Here’s a practical example of how adopting Zero Trust strategy can help restore order and security to healthcare; As we mentioned above, the typical health care facility—hospitals, outpatient clinics, rehab centers, and doctor offices—have lots of IoT devices in use. Problematically, these devices are often not even taken into account when it comes to considering the elements trying to access resources and applications. Implementing a Zero Trust strategy forces security and IT teams to address and account for every IoT device running on their network.

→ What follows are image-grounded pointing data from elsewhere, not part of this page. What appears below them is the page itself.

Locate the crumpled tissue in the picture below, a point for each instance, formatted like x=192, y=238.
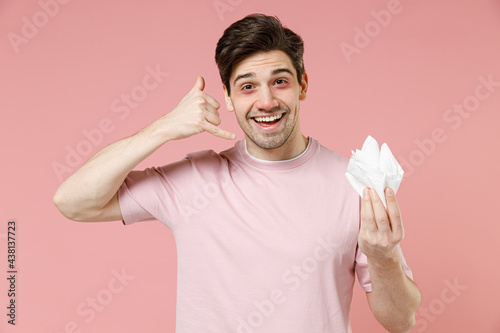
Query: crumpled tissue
x=372, y=168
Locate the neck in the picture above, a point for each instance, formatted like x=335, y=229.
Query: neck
x=293, y=147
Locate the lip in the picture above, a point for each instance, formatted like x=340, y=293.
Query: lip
x=270, y=128
x=268, y=115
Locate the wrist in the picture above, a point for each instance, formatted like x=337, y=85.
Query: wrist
x=389, y=262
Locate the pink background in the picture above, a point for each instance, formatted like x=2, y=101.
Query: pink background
x=64, y=79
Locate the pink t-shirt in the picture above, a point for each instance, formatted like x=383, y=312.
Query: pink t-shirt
x=262, y=246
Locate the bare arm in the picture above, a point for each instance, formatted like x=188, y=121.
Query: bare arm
x=395, y=298
x=90, y=194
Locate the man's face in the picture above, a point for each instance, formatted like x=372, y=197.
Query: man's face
x=265, y=85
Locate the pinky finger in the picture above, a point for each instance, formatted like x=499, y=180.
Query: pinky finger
x=217, y=131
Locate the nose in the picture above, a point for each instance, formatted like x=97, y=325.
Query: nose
x=266, y=100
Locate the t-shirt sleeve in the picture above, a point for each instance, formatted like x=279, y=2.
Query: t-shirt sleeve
x=155, y=193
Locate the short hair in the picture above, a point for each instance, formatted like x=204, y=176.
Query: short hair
x=256, y=33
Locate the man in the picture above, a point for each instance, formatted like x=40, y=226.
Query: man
x=269, y=233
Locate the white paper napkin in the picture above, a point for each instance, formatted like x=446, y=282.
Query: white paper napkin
x=370, y=168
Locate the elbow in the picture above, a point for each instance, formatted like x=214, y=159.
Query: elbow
x=65, y=207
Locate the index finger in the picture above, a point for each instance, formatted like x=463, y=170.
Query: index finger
x=212, y=101
x=394, y=213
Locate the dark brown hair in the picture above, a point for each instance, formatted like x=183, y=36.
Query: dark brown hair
x=257, y=33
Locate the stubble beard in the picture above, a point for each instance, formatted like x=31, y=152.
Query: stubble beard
x=271, y=140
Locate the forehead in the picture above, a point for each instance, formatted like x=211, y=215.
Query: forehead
x=262, y=63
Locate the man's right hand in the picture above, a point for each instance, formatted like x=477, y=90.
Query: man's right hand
x=196, y=113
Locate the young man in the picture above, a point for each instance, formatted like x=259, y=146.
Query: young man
x=269, y=233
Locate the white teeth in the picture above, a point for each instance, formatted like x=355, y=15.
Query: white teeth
x=268, y=119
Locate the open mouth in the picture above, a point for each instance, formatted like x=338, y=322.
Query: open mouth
x=268, y=122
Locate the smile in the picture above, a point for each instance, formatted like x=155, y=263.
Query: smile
x=268, y=124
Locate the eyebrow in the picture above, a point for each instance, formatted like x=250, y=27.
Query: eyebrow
x=252, y=74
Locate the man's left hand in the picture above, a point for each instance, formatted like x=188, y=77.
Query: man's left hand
x=381, y=230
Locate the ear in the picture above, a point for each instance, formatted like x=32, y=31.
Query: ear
x=303, y=87
x=229, y=103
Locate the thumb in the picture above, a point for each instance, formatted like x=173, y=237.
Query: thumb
x=200, y=83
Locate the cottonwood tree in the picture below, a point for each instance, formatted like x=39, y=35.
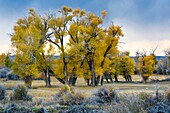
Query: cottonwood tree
x=146, y=65
x=167, y=53
x=91, y=43
x=26, y=40
x=45, y=63
x=2, y=59
x=127, y=66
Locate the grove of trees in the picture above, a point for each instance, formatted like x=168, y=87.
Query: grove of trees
x=92, y=51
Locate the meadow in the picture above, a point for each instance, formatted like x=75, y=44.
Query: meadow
x=40, y=91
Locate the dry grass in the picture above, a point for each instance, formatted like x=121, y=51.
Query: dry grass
x=39, y=91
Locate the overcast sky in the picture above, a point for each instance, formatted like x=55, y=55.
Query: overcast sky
x=145, y=23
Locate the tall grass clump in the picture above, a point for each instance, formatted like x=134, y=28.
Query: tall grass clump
x=107, y=95
x=2, y=92
x=67, y=96
x=20, y=93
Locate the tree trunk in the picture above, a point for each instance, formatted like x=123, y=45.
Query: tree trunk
x=116, y=79
x=65, y=71
x=73, y=78
x=28, y=81
x=110, y=77
x=47, y=79
x=93, y=73
x=88, y=82
x=102, y=81
x=98, y=80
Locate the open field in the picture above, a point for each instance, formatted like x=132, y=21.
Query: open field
x=40, y=91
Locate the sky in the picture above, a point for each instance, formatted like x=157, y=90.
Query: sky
x=145, y=23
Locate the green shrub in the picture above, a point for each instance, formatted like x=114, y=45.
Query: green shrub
x=2, y=92
x=20, y=93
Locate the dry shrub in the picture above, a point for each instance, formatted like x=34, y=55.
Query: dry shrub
x=20, y=93
x=107, y=95
x=2, y=92
x=67, y=96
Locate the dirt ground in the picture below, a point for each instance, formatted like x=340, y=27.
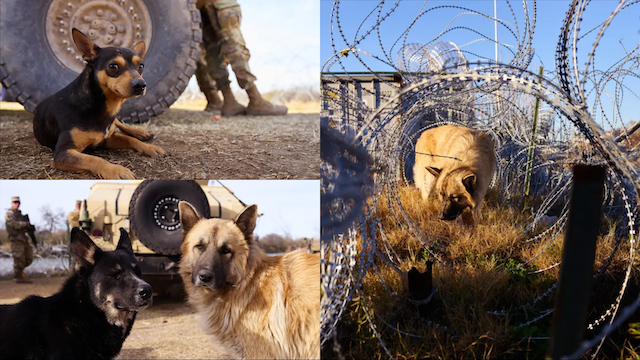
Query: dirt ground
x=166, y=330
x=241, y=147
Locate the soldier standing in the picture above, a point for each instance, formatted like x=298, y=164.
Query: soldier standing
x=73, y=218
x=223, y=44
x=20, y=247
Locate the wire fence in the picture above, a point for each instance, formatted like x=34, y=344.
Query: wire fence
x=369, y=138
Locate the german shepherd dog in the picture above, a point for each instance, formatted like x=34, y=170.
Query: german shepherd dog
x=83, y=114
x=90, y=317
x=255, y=306
x=454, y=165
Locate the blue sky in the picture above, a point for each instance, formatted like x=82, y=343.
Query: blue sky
x=550, y=14
x=289, y=206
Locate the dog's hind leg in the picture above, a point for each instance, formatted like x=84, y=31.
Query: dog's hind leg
x=121, y=141
x=136, y=133
x=73, y=160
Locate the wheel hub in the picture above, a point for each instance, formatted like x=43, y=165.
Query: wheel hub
x=107, y=23
x=165, y=213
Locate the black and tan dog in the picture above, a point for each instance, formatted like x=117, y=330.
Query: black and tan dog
x=83, y=114
x=90, y=317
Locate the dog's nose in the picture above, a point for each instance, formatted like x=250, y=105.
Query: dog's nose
x=205, y=276
x=138, y=86
x=145, y=291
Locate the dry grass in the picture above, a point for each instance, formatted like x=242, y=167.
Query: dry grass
x=481, y=272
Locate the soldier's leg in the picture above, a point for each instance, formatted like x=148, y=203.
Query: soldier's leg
x=28, y=254
x=205, y=79
x=218, y=65
x=235, y=51
x=19, y=261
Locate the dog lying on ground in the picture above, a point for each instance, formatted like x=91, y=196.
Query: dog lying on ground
x=454, y=165
x=90, y=317
x=255, y=306
x=83, y=114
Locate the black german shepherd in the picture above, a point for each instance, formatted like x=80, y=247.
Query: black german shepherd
x=90, y=317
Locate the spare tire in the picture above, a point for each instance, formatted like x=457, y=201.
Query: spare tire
x=154, y=216
x=38, y=56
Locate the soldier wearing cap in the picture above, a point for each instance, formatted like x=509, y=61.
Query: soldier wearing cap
x=20, y=247
x=73, y=218
x=223, y=45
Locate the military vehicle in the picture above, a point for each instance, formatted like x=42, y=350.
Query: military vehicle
x=148, y=210
x=38, y=56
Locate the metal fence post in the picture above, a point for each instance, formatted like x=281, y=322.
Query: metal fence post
x=578, y=253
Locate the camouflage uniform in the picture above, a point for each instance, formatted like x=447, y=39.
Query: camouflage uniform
x=20, y=247
x=223, y=44
x=73, y=218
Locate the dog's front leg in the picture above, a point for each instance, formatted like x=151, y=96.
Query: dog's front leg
x=136, y=133
x=74, y=160
x=121, y=141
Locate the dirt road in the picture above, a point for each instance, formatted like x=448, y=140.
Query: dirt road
x=241, y=147
x=166, y=330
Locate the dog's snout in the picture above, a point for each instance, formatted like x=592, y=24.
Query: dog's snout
x=145, y=291
x=205, y=276
x=138, y=86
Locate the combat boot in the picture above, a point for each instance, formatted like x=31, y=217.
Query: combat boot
x=21, y=278
x=214, y=104
x=231, y=106
x=260, y=106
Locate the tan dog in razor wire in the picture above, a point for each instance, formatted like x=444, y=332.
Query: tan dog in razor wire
x=454, y=165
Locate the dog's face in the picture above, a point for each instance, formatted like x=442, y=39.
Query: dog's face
x=215, y=252
x=114, y=277
x=118, y=70
x=454, y=192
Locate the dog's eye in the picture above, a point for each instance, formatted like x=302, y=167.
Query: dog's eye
x=225, y=250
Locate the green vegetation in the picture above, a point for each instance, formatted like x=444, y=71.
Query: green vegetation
x=484, y=269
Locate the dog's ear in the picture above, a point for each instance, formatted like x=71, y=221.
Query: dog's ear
x=469, y=183
x=83, y=251
x=88, y=49
x=246, y=221
x=125, y=241
x=434, y=171
x=188, y=216
x=140, y=48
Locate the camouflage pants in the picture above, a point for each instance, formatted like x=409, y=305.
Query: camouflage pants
x=223, y=44
x=22, y=256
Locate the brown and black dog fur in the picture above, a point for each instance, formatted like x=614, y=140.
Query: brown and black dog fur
x=83, y=114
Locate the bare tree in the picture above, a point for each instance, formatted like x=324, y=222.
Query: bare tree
x=54, y=219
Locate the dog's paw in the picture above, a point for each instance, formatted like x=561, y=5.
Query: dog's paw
x=145, y=135
x=154, y=151
x=116, y=172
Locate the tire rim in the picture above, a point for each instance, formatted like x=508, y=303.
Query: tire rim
x=165, y=213
x=107, y=23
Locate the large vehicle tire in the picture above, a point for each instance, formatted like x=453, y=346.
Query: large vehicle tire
x=154, y=216
x=38, y=56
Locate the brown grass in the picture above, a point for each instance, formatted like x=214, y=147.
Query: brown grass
x=480, y=272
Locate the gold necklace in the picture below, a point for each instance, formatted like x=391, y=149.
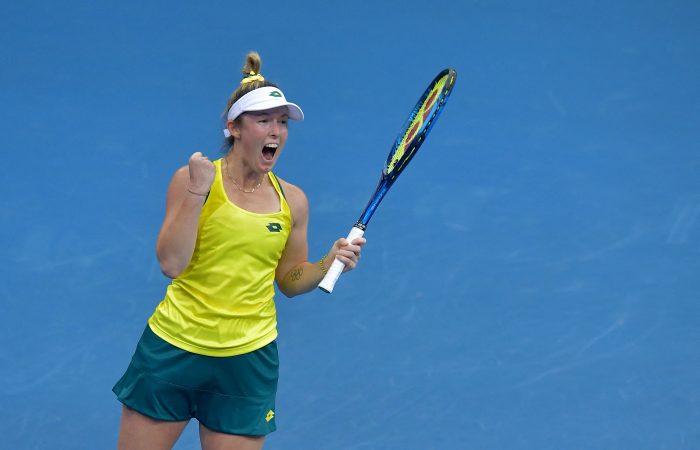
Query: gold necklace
x=239, y=187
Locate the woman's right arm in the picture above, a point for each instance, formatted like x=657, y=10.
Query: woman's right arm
x=186, y=195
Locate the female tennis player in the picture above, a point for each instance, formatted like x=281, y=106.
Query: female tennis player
x=231, y=230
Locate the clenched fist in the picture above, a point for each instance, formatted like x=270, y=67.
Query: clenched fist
x=202, y=172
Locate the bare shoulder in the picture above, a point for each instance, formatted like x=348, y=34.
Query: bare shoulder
x=296, y=198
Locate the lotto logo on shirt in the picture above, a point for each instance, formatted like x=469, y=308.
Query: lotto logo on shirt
x=274, y=227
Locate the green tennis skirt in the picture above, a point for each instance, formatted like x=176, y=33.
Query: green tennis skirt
x=234, y=395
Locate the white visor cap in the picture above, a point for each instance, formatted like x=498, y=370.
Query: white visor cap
x=262, y=99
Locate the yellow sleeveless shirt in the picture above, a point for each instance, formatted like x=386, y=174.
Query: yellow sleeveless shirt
x=223, y=303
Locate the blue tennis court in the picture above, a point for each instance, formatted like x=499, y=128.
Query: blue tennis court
x=531, y=282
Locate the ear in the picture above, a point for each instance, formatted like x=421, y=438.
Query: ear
x=234, y=129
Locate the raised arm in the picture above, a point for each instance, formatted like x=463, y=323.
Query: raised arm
x=186, y=195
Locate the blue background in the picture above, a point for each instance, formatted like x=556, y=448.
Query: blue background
x=531, y=282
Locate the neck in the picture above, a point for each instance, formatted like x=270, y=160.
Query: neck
x=244, y=179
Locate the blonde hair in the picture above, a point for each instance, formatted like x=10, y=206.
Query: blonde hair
x=252, y=79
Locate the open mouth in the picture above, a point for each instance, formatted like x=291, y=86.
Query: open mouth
x=269, y=151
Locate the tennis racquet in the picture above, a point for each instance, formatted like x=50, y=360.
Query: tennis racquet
x=409, y=140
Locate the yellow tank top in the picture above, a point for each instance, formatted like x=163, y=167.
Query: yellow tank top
x=223, y=303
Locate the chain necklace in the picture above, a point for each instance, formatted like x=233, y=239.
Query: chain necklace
x=239, y=187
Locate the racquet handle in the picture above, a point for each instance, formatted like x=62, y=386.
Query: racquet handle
x=337, y=267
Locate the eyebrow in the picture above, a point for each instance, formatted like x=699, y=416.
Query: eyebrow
x=264, y=113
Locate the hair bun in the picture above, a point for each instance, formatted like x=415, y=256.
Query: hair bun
x=252, y=64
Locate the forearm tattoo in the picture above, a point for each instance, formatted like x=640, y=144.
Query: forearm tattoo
x=296, y=274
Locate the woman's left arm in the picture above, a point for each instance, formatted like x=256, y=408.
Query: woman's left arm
x=295, y=274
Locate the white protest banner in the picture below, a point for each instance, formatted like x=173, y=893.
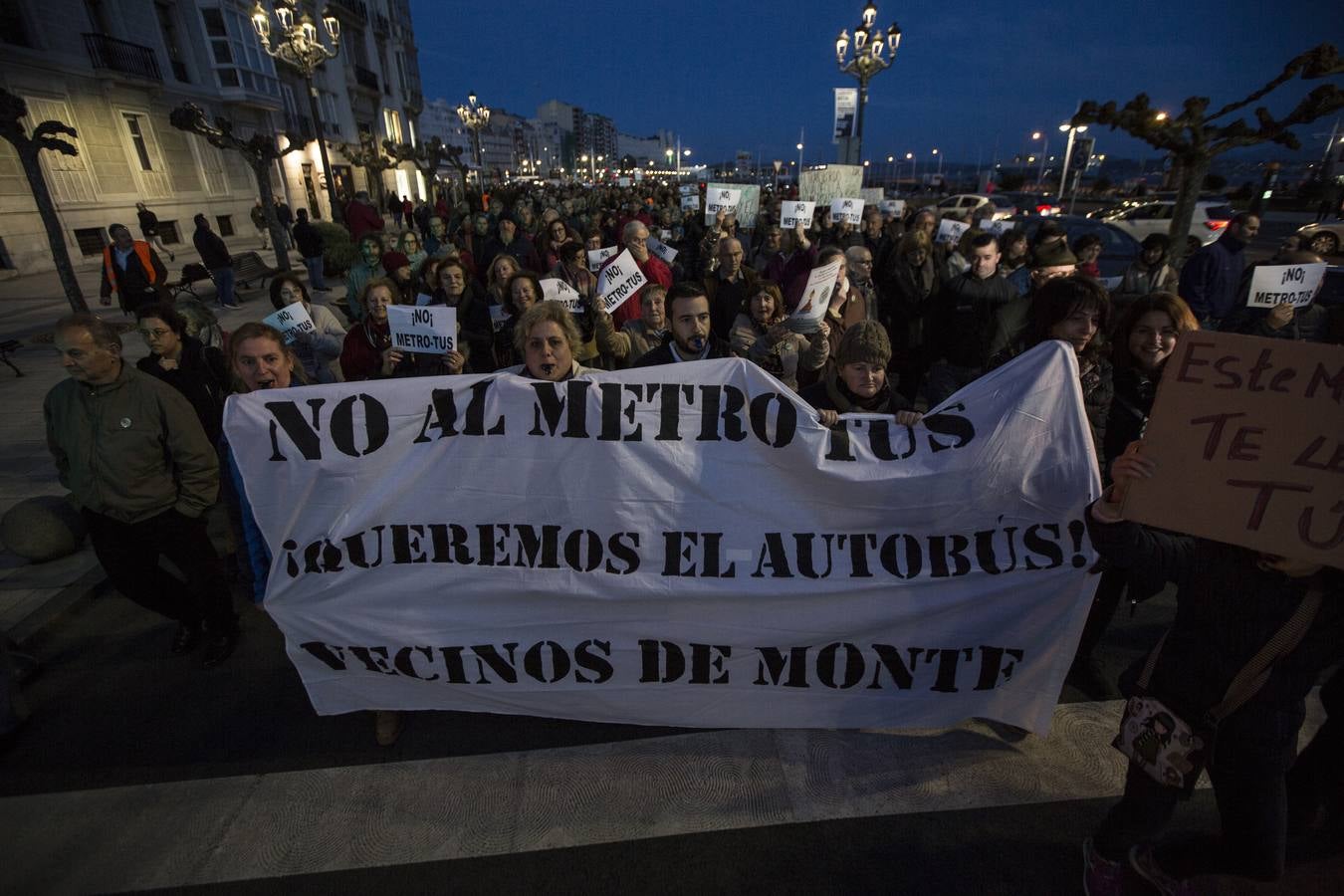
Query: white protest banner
x=847, y=210
x=291, y=322
x=795, y=212
x=749, y=202
x=893, y=207
x=557, y=291
x=951, y=231
x=430, y=330
x=661, y=249
x=816, y=299
x=944, y=575
x=620, y=280
x=723, y=199
x=1277, y=284
x=597, y=257
x=830, y=181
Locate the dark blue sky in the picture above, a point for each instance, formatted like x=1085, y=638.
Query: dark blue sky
x=970, y=76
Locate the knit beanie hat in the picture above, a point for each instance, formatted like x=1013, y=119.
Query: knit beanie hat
x=864, y=342
x=394, y=260
x=1052, y=256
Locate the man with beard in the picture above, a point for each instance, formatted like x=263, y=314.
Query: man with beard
x=688, y=315
x=136, y=461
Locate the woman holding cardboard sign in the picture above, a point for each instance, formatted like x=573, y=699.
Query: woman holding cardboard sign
x=1224, y=689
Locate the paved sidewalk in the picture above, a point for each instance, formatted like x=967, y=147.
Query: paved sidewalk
x=34, y=594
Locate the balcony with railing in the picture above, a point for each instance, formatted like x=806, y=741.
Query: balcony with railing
x=365, y=78
x=122, y=57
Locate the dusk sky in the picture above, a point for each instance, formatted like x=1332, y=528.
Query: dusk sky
x=736, y=77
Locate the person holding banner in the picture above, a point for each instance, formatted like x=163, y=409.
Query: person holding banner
x=688, y=311
x=546, y=337
x=857, y=381
x=760, y=336
x=1238, y=611
x=318, y=350
x=1144, y=338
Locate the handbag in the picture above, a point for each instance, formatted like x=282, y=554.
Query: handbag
x=1174, y=751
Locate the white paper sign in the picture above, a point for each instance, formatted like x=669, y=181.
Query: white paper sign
x=598, y=256
x=723, y=199
x=847, y=210
x=620, y=280
x=951, y=231
x=557, y=291
x=1277, y=284
x=661, y=249
x=291, y=322
x=963, y=592
x=816, y=299
x=429, y=330
x=793, y=212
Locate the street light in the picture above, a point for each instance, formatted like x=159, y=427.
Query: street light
x=868, y=46
x=475, y=117
x=1044, y=150
x=299, y=46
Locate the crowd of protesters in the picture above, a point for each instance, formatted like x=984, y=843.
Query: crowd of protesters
x=910, y=322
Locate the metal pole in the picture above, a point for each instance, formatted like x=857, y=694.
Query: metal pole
x=337, y=212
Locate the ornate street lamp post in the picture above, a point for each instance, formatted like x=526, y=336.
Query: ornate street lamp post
x=868, y=46
x=299, y=46
x=475, y=117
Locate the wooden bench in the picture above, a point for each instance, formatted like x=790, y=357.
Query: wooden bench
x=249, y=266
x=6, y=348
x=191, y=274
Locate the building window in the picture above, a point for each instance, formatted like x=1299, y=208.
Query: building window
x=91, y=241
x=239, y=61
x=392, y=125
x=137, y=140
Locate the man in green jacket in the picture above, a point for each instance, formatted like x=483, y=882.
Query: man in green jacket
x=134, y=457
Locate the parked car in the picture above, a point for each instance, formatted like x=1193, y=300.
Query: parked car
x=967, y=203
x=1324, y=238
x=1118, y=249
x=1207, y=223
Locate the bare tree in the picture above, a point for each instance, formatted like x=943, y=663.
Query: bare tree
x=1194, y=140
x=258, y=150
x=12, y=111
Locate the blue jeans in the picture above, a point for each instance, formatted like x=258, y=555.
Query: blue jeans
x=315, y=272
x=223, y=285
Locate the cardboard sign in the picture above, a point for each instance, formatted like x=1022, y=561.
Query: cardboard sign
x=722, y=199
x=1277, y=284
x=557, y=291
x=597, y=257
x=847, y=210
x=1248, y=446
x=795, y=212
x=620, y=280
x=291, y=322
x=429, y=331
x=661, y=249
x=816, y=299
x=893, y=207
x=828, y=183
x=951, y=231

Want another example of how a Zero Trust strategy can fix healthcare’s security problems? According to a recent study by Accenture, 18% of healthcare workers polled said they would be willing to sell PII to unauthorized parties if the price were right. Moreover, “accidental insiders”, i.e., well-meaning employees who fall prey to outside attacks, can expose data without meaning to. Such scenarios are made all but impossible in a Zero Trust environment as workers cannot access data that’s outside the exact scope of their needs.
Putting it all Together
So Zero Trust is the answer to re-establishing security in healthcare. But in order to create that strategy, you need the right set of solutions to implement it. A Software Defined Perimeter solution (SDP) is one of the primary ways to start your journey towards Zero Trust. Following the tenets of Zero Trust, using SDP to provision access to resources and applications means that no one is granted access until they have been authorized. It also tracks user behavior to rout out insider threats before they can do damage. And with cloud-based and on prem deployment options, even the most risk-averse organizations can make use of SDP.
The “trust but verify” security model is dead. More than that, it survived long enough to do untold amounts of damage which we’re still reeling from today. Zero Trust is the way forward—in security at large and in health care in particular.